There have been widespread reports of some network issues for users with a certain brand of consumer router, Chromecast / Chromecast enabled devices, and Pixels. I’ve been having sporadic WiFi issues for a few weeks to a month. I finally but 2 and 2 together. I have a number of Google devices in my house (a lot..perhaps too many 🙂 ).
- Google WiFi mesh router system
- 2 Chromecast audios
- 3 Chromecast dongles (2 1st gen, 1 2nd gen)
- 2 Android TV devices, Nexus Player running Android Oreo and a Xiaomi MiBox running Android 6
- 3 Google Homes, 2 normal, 1 mini
I also use a Google Pixel 2 XL as my main device. I have several test devices as well. A problem I’ve been having for a while now is when I wake my Pixel up I lose my WiFi connection. It happens very sporadically. It’s annoying. There are also times when my Nexus Player loses its WiFi connection. In both instances, the WiFi connection is re-established, but it makes things like streaming video or controlling streaming video (via Chromecast) a nuisance.
I’m also an Android developer by day and have ADB Logcat open at all times. I use a Nexus 6 running Android 7.1.1 as my primary test device. Periodically, I’ll see the following group of log statements printed in Logcat, for my Nexus 6.
I/DeviceScanner: [MDNS] Received response from "Cast Device 1" (-----------) with result "0 No change" I/DeviceScanner: [MDNS] Received response from "Cast Device 2" (-----------) with result "0 No change" I/DeviceScanner: [MDNS] Received response from "Cast Device 3" (-----------) with result "0 No change" I/DeviceScanner: [MDNS] Received response from "Cast Device 4" (-----------) with result "0 No change" I/DeviceScanner: [MDNS] Received response from "Cast Device 5" (-----------) with result "0 No change" I/DeviceScanner: [MDNS] Received response from "Cast Device 6" (-----------) with result "0 No change"
Note: I did mask my device names and MAC addresses in this snippet.
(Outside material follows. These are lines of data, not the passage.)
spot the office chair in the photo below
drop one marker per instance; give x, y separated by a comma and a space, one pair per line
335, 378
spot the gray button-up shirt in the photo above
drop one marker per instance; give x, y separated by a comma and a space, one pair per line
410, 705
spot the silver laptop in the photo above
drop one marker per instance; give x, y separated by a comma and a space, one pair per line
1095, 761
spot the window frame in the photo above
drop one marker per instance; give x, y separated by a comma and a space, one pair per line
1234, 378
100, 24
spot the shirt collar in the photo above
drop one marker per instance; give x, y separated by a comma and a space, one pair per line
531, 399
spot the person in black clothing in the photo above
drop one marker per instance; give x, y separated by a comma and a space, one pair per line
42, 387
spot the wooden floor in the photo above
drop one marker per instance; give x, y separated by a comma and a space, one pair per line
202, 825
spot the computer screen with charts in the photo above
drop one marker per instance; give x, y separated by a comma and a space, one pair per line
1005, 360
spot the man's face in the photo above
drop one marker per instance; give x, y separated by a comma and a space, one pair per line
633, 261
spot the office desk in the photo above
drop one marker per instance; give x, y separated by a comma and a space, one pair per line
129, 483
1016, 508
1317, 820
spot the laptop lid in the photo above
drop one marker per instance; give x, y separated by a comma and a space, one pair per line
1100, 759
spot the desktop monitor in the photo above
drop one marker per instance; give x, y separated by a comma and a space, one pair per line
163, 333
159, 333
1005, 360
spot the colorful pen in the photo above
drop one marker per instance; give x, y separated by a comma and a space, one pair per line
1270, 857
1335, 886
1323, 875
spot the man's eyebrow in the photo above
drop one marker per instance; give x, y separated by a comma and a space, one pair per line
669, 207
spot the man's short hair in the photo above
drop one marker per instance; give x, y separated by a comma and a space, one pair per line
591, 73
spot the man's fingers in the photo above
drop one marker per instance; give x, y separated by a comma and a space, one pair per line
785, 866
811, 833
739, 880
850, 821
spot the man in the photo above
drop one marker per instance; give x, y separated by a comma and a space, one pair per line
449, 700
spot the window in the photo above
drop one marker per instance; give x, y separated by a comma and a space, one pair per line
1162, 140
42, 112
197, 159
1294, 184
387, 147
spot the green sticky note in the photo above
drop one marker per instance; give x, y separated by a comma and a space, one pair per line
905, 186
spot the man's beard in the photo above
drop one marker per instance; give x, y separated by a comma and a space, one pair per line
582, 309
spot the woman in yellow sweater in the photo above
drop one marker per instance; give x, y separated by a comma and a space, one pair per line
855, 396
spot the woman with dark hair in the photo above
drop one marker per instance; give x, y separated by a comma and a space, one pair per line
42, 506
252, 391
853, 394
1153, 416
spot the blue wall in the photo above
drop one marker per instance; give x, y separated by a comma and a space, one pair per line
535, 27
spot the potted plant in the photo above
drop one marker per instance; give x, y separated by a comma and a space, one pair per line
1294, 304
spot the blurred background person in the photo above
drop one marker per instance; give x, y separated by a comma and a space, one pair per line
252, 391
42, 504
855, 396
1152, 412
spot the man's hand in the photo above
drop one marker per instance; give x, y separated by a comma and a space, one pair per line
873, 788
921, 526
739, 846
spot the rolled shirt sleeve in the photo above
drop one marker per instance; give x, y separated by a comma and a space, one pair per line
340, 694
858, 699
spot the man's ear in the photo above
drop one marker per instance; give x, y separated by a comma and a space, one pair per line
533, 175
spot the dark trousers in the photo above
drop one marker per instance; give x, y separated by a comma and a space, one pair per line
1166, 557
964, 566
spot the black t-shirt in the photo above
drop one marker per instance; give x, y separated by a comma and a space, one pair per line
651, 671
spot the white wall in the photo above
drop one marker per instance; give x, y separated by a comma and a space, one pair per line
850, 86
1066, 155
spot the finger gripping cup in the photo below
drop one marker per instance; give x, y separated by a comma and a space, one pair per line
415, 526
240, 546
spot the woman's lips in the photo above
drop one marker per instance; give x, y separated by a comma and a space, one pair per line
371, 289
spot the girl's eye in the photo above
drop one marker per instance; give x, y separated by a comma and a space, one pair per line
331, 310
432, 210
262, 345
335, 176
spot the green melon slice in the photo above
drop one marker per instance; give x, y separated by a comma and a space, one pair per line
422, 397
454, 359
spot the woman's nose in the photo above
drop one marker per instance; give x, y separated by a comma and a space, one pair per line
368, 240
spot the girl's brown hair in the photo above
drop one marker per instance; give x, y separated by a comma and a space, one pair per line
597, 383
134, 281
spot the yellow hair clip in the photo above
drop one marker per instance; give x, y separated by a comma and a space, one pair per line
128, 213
These are MDNS requests being logged by my Nexus 6 as they are received. I don’t have significant network experience or a deep understanding on how Chromecast really works at the network level. It appears, to me, that every 20 seconds or so, all of my Chromecast and Chromecast enabled devices send an MDNS packet announcing their presence on my network to devices that can utilize them, like Android phones and Google Home.
In fact, TP-Link, a router manufacturer, has come to the following conclusion:
This issue stems from these devices’ “Cast” feature, which sends MDNS multicast discovery packets in order to discover and keep a live connection with Google products such as Google Home. These packets normally sent in a 20-second interval. However, we have discovered that the devices will sometimes broadcast a large amount of these packets at a very high speed in a short amount of time. This occurs when the device is awakened from its “sleep” state, and could exceed more than 100,000 packets. The longer your device is in “sleep”, the larger this packet burst will be. This issue may eventually cause some of router’s primary features to shut down – including wireless connectivity.
So obviously there’s a problem here. Today I noticed, when I power on my Pixel 2 XL running Android 8.1 (w/ January security update), things get pretty crazy. My Nexus 6 seems to log over 1,000 MDNS responses in a 40 second timespan. With my limited networking knowledge, I don’t really know if anything is wrong, but it seems that something is out of wack. It also convenient that I tend to drop my WiFi connection, on my Pixel 2 XL at this time (when my Pixel is powered on from sleeping).
Running Wireshark on a computer verifies what I see in Logcat. A gargantuan amount of MDNS activity upon powering on my Pixel can be seen. It also stops when I put my Pixel back to sleep. Waking my Nexus 6 up doesn’t result in the same amount of MDNS activity.
Something is probably wrong here. I can’t identify it specifically, but this is just another data point.